Ob auch einiche mandata hinfur wider dieselbigen ordnung unsers cammergerichts, es were an cammerrichter, beysitzer oder die parteyen, in was gestalt das gescheen, ausgeen würd, das solichs alles und ydes yzo als dann und dann als yzo craftlos und von unwirden und nymands furtreglich sein sollen.

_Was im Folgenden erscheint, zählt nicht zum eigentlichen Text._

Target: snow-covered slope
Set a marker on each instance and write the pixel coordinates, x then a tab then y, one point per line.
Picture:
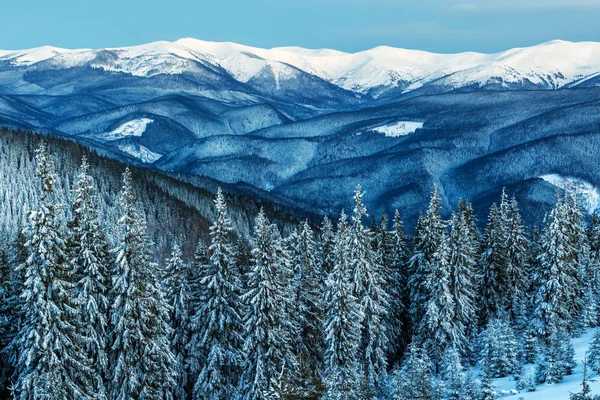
549	65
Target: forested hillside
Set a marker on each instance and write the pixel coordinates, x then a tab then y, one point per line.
100	302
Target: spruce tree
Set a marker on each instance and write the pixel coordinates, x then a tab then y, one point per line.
143	363
517	267
416	379
52	361
462	279
557	296
307	291
268	328
499	349
427	238
89	257
177	294
593	353
439	328
217	339
342	324
492	266
368	289
398	285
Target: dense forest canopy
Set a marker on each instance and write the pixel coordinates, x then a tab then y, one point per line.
104	298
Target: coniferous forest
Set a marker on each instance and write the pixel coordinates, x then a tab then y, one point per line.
111	292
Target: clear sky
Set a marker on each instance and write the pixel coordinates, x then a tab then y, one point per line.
348	25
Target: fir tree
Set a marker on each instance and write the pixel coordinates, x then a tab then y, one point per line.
52	362
593	353
462	261
499	349
398	285
367	288
89	256
556	297
177	294
439	328
269	331
416	378
217	339
427	238
143	364
492	265
342	324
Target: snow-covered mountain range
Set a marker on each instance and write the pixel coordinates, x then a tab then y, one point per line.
291	123
553	64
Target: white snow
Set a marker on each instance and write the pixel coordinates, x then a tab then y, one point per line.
555	63
400	128
585	191
134	127
559	391
140	152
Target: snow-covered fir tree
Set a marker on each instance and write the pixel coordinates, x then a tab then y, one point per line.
416	379
53	362
499	349
462	278
593	353
269	330
177	293
439	327
517	265
307	287
557	295
368	288
492	266
397	285
143	363
217	339
326	244
88	251
342	324
427	238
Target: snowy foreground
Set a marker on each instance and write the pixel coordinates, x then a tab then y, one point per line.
570	384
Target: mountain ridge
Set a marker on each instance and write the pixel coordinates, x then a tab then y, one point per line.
549	65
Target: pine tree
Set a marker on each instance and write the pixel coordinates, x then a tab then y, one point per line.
326	244
492	266
462	261
455	380
427	238
398	285
342	324
593	353
307	291
416	378
556	297
89	257
517	267
439	328
217	338
268	328
177	294
143	364
12	306
52	362
499	349
367	288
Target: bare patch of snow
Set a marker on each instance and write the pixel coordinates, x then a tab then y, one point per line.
559	391
399	128
140	152
587	193
134	127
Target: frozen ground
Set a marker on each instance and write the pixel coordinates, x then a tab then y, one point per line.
560	391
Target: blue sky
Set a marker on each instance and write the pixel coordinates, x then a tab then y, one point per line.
349	25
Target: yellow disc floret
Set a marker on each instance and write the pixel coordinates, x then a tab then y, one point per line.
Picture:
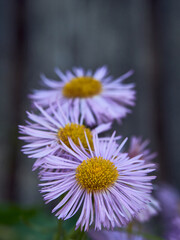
96	174
75	132
82	87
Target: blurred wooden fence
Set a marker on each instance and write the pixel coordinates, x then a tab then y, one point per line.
38	35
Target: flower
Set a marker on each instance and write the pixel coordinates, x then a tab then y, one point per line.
151	209
44	132
96	96
114	235
139	147
173	232
104	184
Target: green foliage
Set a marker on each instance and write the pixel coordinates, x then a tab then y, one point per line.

[14.] Item haben wir uns mit den stenden und sie mit uns alhie auch vereinigt und vertragen, diweyl wir auf dem reichstag zu Costeniz unter andern artikeln im abschied des cammergerichts halb geordent, welcher gestalt rechnung und gebrechen desselbigen cammergerichts sechs jar lang gehort und dorin gehandelt werden soll etc.,3 dem dann des ersten jars durch weyland EB Jacoben zu Meinz und Hg. Albrechten von Beyern volziehung gescheen, aber seythere aus zugefallener verhinderung ferners nichts deshalb gehandelt worden, das darumb wir und unsere neven und Ff., der EB von Trier und Hg. Georg von Sachsen, unsere rete auf St. Johanns baptistentag schirst [24.6.10] zu nacht zu Worms haben, die rechnung und gebrechen desselbigen cammergerichts durch unser aller rete des andern tags horen und der noturft handeln lassen. Dergleichen soll es auch durch uns und die andern Ff., alles laut berurts abschids, hinfuro gehalten werden.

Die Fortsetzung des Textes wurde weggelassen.